# spark-csv-to-parquet

Converts a CSV file with header to parquet using ApacheSpark

In [11]:
import findspark
findspark.init()

In [12]:
from pyspark import SparkContext, SparkConf
from pyspark.sql import SparkSession
import os
import sys
import logging
import re

In [13]:
# source path and file name (default: data.csv)
data_csv = os.environ.get('data_csv', 'data.csv')

# destination path and parquet file name (default: data.parquet)
output_data_parquet = os.environ.get('output_data_parquet', 'data.parquet')

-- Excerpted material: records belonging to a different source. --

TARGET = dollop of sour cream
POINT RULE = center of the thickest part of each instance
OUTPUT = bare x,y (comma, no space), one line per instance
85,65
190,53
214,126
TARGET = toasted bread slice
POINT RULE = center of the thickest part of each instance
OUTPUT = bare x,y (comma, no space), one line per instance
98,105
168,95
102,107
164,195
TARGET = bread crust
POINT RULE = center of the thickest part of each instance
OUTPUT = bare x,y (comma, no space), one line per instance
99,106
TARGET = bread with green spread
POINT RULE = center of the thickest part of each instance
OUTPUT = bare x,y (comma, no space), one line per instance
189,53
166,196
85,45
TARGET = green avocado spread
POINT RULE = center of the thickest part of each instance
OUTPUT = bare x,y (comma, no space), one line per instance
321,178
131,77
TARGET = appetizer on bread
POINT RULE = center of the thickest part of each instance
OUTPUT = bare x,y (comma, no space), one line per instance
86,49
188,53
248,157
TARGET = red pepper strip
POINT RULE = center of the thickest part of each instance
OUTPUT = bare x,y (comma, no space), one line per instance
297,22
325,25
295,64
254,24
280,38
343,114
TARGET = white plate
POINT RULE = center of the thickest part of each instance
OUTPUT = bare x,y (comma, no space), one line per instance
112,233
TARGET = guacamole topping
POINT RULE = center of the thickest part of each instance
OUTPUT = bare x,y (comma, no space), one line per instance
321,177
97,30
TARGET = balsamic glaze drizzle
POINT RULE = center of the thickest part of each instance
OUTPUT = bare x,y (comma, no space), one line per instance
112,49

# url of master (default: local mode)
master = os.environ.get('master', "local[*]")

# temporal data storage for local execution
data_dir = os.environ.get('data_dir', '../data/')

In [14]:
# override parameters received from a potential call using %run magic
parameters = list(
  map(
      lambda s: re.sub('$', '"', s),
      map(
          lambda s: s.replace('=', '="'),
          filter(
              lambda s: s.find('=') > -1 and bool(re.match('[A-Za-z0-9_]*=[.\/A-Za-z0-9]*', s)),
              sys.argv
          )
      )
  )
)

for parameter in parameters:
    logging.warning('Parameter: '+parameter) 
    exec(parameter)

In [15]:
data_parquet = os.environ.get('data_parquet', 'data.parquet')
if os.path.exists(data_dir + data_parquet):
    skip = True

In [16]:
skip = False
if os.path.exists(data_dir + data_parquet):
    skip = True

In [17]:
if not skip:
    sc = SparkContext.getOrCreate(SparkConf().setMaster(master))
    spark = SparkSession.builder.getOrCreate()

In [18]:
if not skip:
    df = spark.read.option('header', 'true').csv(data_dir + data_csv)

In [19]:
if not skip:
    df.write.parquet(data_dir + output_data_parquet)